Vadakkumkara is a village in the Mukundapuram taluka of the Thrissur district of India, with an area of 605 hectares and harbouring 1814 households with total population of 7075 as per the 2011 Census. The nearest town Chalakudy is at a distance of 15 km. Male population is 3291 and female population is 3784. Scheduled Caste Population is 1126 and Scheduled Tribes population is 1. Census Location Code of the village is 627911.

Literacy   
 Total literate population: 6244 (88.25%)
 Literate male population: 2941 (89.36%)
 Literate female population: 3303 (87.29%)

Educational Facilities   
There is 1 private Pre-primary School in the village.
There are 2 government Primary Schools in the village. There is 1 private Primary School in the village.
There is 1 government Middle School in the village. There is 1 private Middle School in the village.
There is 1 government Secondary School in the village.
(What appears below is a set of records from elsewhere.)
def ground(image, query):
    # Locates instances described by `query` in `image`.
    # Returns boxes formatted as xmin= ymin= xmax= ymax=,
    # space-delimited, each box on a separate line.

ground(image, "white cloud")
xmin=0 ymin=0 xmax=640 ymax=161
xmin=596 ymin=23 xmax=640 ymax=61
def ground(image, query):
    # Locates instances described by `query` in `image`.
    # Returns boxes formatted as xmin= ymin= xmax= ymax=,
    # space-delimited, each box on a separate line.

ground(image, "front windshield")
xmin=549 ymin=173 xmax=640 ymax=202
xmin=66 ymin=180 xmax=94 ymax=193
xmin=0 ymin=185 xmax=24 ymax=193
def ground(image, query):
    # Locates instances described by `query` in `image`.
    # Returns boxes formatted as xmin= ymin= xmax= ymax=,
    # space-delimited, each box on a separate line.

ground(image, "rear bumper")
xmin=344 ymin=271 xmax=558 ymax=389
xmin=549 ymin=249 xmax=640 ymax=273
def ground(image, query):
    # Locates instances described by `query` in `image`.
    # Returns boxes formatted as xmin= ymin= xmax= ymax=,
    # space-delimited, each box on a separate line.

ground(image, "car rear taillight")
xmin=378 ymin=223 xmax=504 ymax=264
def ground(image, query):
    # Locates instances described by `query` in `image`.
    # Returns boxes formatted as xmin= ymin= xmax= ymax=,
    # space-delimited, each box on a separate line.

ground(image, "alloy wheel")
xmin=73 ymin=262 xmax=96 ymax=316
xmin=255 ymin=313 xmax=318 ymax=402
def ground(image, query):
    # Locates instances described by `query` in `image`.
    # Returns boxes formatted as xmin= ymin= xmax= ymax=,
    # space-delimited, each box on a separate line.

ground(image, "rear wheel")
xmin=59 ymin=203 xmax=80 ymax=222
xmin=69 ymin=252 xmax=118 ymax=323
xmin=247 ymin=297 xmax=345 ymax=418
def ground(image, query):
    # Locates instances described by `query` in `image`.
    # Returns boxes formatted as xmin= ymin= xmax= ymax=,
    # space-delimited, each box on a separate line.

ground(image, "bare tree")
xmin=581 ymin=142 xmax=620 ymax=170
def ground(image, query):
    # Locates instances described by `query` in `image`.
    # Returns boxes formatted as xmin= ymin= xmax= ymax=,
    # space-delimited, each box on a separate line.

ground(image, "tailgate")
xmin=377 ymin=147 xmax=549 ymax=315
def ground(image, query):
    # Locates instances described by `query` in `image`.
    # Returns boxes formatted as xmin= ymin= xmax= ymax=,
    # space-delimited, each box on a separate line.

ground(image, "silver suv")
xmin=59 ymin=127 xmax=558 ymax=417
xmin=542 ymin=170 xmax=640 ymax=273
There is 1 private Secondary School in the village.
There is 1 private Senior Secondary School in the village.
The nearest Degree College of Arts and Science and Commerce Irinjalakuda is at a distance of less than 4 km from the village.
The nearest Engineering College  is at a distance of 5 to  km from the village.
The nearest Medical College (Thrissur) is at a distance of 27 0 km from the village.
The nearest Management Institute (Kuruvilassery) is at a distance of 15 km from the village.
The nearest Polytechnic (Kallettumkara) is at a distance of 10 km from the village.
The nearest Vocational Training School (Kuruvilassery) is at a distance of less than 15 km from the village.
The nearest Non-formal Training Centre (Thrissur) is at a distance of more than 10 km from the village.
The nearest Special School for Disabled is at a distance of 5 to 10 km from the village.

Irrigation facilities 
Sources of irrigation are as follows (area in hectares):
 Canals: 93
 Wells/Tube-wells: 220
 Tanks/Lakes: 0
 Water Falls: 0
 Others: 0

Manufacturing 
Vadakkumkara is engaged in the manufacture of following items (in decreasing order of importance): Paddy, Spices, arecanut.

Sustainable development 
A programme has been going on since August 2014 for the integrated eco-friendly sustainable development of the Vellangallur Panchayat by Salim Ali Foundation and the Vellangallur Panchayat with a partial grant from Manappuram Foundation.